Their high efficiency and small size make diode lasers particularly interesting, even though the output of each laser is limited to a few hundred mW. That output can be increased, however, by combining several lasers into an emitter group at the laser's positive-to-negative junction. Such a group can comprise 20 lasers and can output a few watts. The output can be increased even farther by combining several adjacent groups into a strip, typically 10 mm long, at the positive-to-negative junction. Strips of individual diode lasers can output some tens of watts.
Still, outputs of more than a few hundred watts are necessary for some applications, in materials processing for example, where several strips need to be stacked parallel to the Y axis into "arrays". Such an array is schematically illustrated in FIG. 2, which will be discussed hereinafter in detail in the specification.
A serious problem that accompanies the extension of diode-laser outputs is that of the severe heat that occurs. The heat must be eliminated by providing the diodes with heat sinks. On the other hand, massive heat sinks, large enough cooling devices in other words, prevent the diodes or their radiation-emitting surfaces from being stacked close enough together to achieve the desired outputs. It is accordingly conventional to use thin slabs, typically 1 to 1.5 mm thick, for the heat sinks. Such thin slabs, however, not only do not absorb enough heat but are also not very thermally or mechanically stable, and produce considerable errors. The beam direction cannot be well enough defined.
Another consequence of thin heat sinks is the need to adhere to narrow tolerances. Even slight deviations from tolerance will lead to errors in directing the reflected beam that are very difficult to correct with downstream optical devices.
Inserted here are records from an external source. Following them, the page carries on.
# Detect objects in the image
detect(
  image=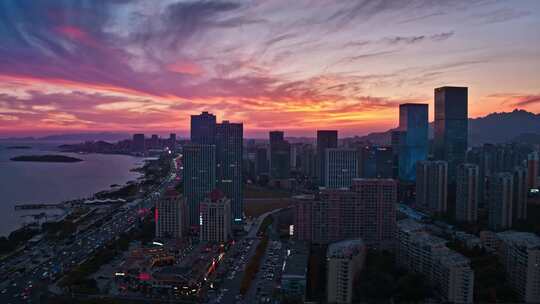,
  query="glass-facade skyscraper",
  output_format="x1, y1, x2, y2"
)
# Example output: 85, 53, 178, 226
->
398, 103, 428, 181
269, 131, 291, 179
215, 120, 244, 223
433, 87, 468, 180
Still another problem is how to seal the stacked strips and thin heat sinks from the water employed as a coolant while simultaneously maintaining the supply of electrical power and without detriment to reflecting the radiation arriving from the individual diodes.
Finally, when an individual strip fails and a whole array has to be dismantled to allow access to it, the entire downstream optical system must be readjusted.
The aforesaid drawbacks, especially those associated with conventional arrays, make the components impractical for specific applications, fiber-optical connections for example, where the divergence must be collimated in the Y direction. Some state-of-the-art approaches employ complicated and expensive optics to align the rays from individual strips or arrays. Such systems, however, result in fields of radiation with intensities that cannot be distributed accurately perpendicular to the angle of propagation.